1. Introduction
SUNDOWNING SYNDROME (or twilight syndrome) and dementia are conditions that frequently affect older adults, presenting significant challenges to diagnosis and treatment. A comprehensive geriatric perspective based on the current under- standing of these conditions is offered below:
1.1. Symptoms
Sundowning syndrome is characterized by increased confusion, agitation, anxiety or disruptive behaviors in people with dementia, typically in the late afternoon or overnight. Symptoms include:
• Agitation or restlessness: Pacing, yelling or irritability.
• Increased confusion: Difficulty recognizing familiar people or places.
• Sleep disturbances: Insomnia or reversal of the sleep-wake cycle.
• Delusions or hallucinations: In some cases, misperceptions of reality.
1.2. Diagnostic methods
The diagnosis is mainly clinical, as there is no specific test for
sundowning. Key steps include:
• Detailed medical history: Collect information from caregivers about the timing and nature of behaviors.
• Cognitive and functional assessment: Use tools such as the Mini-Mental State Examination (MMSE) or the Montreal Cognitive Assessment (MoCA) to assess underlying dementia.
• Rule out other causes: Evaluate possible triggers such as:
• Infections (e.g., UTI).
• Untreated pain.
• Medication side effects.
• Metabolic disturbances (e.g., hypoglycemia, dehydration).
• Temporal pattern observation: Confirm whether symptoms intensify in the evening or overnight.
1.3.Treatment options
The management of sundowning combines non-pharmacological strategies and, in some cases, pharmacological interventions:
• Non-pharmacological (first line):
○ Structured routines: Maintain regular schedules for meals, activities and sleep.
○ Optimizing the environment: Reducing noise, providing adequate lighting during the day and decreasing excessive stimulation at night.
○ Calming activities: Soft music, aromatherapy or simple activities like folding laundry.
○ Daylight exposure: Encourage morning walks or the use of phototherapy boxes to regulate the circadian rhythm.
○ Avoid triggers: Limit caffeine, long naps and stressful events at the end of the day.
• Pharmacological (only if necessary):
○ Use with caution because of the risks in older adults.
○ Melatonin: May help regulate sleep, although evidence is mixed (dosage: 1-3 mg before bedtime).
○ Antipsychotics (e.g., risperidone, quetiapine): Reserved for severe cases with extreme agitation, in low doses and for a limited time due to the risk of adverse effects such as sedation or cardiovascular events.
○ Cholinesterase inhibitors (e.g., donepezil): These may be considered if the underlying dementia is Alzheimer’s.
○ Caregiver education: Teach management strategies, communication techniques and the importance of their own well-being.
ALTHOUGH ITS PATHOPHYSIOLOGY is not fully
elucidated due to its multifactorial nature and lack of specific studies, several mechanisms that interact with each other have been proposed.

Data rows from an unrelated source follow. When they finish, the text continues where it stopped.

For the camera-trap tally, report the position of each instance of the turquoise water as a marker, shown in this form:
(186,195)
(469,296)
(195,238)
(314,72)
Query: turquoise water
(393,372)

The main pathophysiological mechanisms involved are described below, based on the evidence available up to April 2025.
1.3.1. Circadian rhythm disturbances:
• Description: The biological clock, regulated by the suprachiasmatic nucleus (SCN) in the hypothalamus, controls circadian sleep-wake rhythms, body temperature and hormone release. In dementia, especially Alzheimer’s disease (AD), the SCN has neuronal degeneration, which alters these rhythms.
• Specific mechanisms:
○ SCN degeneration: Post-mortem studies have shown neuronal loss and accumulation of amyloid plaques in the SCN in patients with AD, reducing its ability to synchronize circadian rhythms with the light-dark cycle.
○ Melatonin disruption: The production of melatonin, which regulates sleep, decreases with age and is aggravated in dementia. Nocturnal melatonin secretion is suppressed, contributing to insomnia and evening agitation.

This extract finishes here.